Reichenberg became involved in the case after being approached by Monica Berman’s ex-husband, Clive Berman, who has settled a defamation case from Heystek by apologising and retracting statements about Heystek’s handling of the trust.
In a letter to the M&G’s attorneys Heystek’s lawyer, David Levithan, said following these court judgments in his favour Heystek “sees little to be achieved in pursuing his case against your client as, as far as he is concerned, the Orders procured and admissions made by Reichenberg and Berman … are sufficient”. In a Style magazine article Heystek was quoted as saying he had felt “gang-raped” by the articles.
Reichenberg has lodged criminal defamation charges against the M&G for its satirical accounts of his conduct in the Krisjan Lemmer column.

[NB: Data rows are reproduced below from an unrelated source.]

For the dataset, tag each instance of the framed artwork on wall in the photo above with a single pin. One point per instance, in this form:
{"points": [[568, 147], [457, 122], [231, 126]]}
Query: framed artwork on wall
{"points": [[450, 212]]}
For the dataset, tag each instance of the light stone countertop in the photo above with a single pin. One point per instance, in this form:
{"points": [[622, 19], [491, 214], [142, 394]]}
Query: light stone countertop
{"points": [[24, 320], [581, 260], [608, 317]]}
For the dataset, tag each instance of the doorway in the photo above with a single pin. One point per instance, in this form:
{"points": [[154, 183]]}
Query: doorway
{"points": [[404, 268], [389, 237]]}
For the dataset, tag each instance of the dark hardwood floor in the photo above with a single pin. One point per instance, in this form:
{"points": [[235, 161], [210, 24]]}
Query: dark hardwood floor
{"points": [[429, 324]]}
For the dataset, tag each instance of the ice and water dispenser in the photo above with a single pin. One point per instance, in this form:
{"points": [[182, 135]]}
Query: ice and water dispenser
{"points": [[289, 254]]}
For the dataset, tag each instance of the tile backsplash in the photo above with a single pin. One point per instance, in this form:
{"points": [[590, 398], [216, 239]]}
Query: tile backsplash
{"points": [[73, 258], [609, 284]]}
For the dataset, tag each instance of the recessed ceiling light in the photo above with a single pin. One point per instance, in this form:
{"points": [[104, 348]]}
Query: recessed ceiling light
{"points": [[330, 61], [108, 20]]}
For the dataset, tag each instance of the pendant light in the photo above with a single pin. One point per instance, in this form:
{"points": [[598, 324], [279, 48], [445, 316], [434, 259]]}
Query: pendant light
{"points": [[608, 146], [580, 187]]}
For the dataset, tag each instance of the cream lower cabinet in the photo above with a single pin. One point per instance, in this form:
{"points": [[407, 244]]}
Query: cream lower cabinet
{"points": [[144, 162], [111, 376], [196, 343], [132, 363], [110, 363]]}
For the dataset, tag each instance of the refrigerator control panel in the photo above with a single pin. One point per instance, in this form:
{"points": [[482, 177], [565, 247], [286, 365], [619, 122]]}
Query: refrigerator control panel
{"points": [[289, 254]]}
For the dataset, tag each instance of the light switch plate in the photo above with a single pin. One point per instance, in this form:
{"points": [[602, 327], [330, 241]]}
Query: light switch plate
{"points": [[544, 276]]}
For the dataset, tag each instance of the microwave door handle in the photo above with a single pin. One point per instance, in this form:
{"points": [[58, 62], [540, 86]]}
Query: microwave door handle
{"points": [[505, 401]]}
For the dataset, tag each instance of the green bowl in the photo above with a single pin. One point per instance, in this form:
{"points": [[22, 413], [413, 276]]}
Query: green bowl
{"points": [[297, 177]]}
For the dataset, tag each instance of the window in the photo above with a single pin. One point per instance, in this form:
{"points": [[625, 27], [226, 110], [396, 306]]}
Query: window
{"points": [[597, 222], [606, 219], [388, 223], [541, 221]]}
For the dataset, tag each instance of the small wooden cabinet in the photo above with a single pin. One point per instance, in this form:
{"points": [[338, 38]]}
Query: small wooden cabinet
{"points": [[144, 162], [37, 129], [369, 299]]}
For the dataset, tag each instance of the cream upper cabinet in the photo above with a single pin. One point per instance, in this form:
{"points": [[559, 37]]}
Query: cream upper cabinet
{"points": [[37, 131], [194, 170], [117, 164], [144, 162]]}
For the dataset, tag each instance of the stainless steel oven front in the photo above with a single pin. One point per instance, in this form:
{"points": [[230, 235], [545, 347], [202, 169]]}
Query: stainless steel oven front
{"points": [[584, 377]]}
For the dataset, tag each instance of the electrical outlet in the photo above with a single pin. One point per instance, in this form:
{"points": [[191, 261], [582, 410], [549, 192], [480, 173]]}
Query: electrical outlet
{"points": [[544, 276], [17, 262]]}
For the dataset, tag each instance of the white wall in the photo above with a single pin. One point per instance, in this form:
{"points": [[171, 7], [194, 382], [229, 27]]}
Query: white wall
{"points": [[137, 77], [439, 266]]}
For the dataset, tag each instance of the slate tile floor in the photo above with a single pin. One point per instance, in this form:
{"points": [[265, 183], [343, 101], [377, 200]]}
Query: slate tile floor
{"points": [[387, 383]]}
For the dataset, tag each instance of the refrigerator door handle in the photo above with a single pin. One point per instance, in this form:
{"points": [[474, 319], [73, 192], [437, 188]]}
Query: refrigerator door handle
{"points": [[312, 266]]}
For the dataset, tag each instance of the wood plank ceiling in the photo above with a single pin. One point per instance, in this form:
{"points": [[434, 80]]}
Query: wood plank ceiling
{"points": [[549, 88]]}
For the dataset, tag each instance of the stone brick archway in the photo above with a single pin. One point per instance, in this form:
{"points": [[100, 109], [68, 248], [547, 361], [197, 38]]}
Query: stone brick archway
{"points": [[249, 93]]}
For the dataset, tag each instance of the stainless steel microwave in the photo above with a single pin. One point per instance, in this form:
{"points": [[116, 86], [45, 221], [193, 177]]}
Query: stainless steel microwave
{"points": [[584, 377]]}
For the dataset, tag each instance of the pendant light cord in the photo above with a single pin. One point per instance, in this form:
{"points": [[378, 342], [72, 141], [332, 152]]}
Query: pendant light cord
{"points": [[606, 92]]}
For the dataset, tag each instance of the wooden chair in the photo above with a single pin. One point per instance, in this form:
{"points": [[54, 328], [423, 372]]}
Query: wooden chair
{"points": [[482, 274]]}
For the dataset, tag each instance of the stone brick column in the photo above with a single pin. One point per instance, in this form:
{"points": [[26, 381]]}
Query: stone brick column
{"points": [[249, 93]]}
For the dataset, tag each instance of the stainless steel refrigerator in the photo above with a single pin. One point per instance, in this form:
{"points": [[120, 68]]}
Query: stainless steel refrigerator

Heystek has consistently sought to discredit the M&G’s accounts of the case by claiming Berman and Reichenberg were the newspaper’s sources. Although Berman has settled Heystek’s defamation case, he is pushing ahead with other actions against Heystek.
Heystek has repeatedly defended himself in print and on the airwaves. Among his false allegations against the M&G have been that the editor inserted the phrase “fraudulent financial adviser” into a reader’s letter. Neither he nor his lawyer have taken up the invitation to examine the original document.
He has also accused the M&G of lying about an agreement in which he would answer questions about the allegations if they were submitted in writing. The M&G has proof of the conversation in which Heystek agreed to this, and the deadline – as well as the final conversation in which he refused to comment or give a reason why.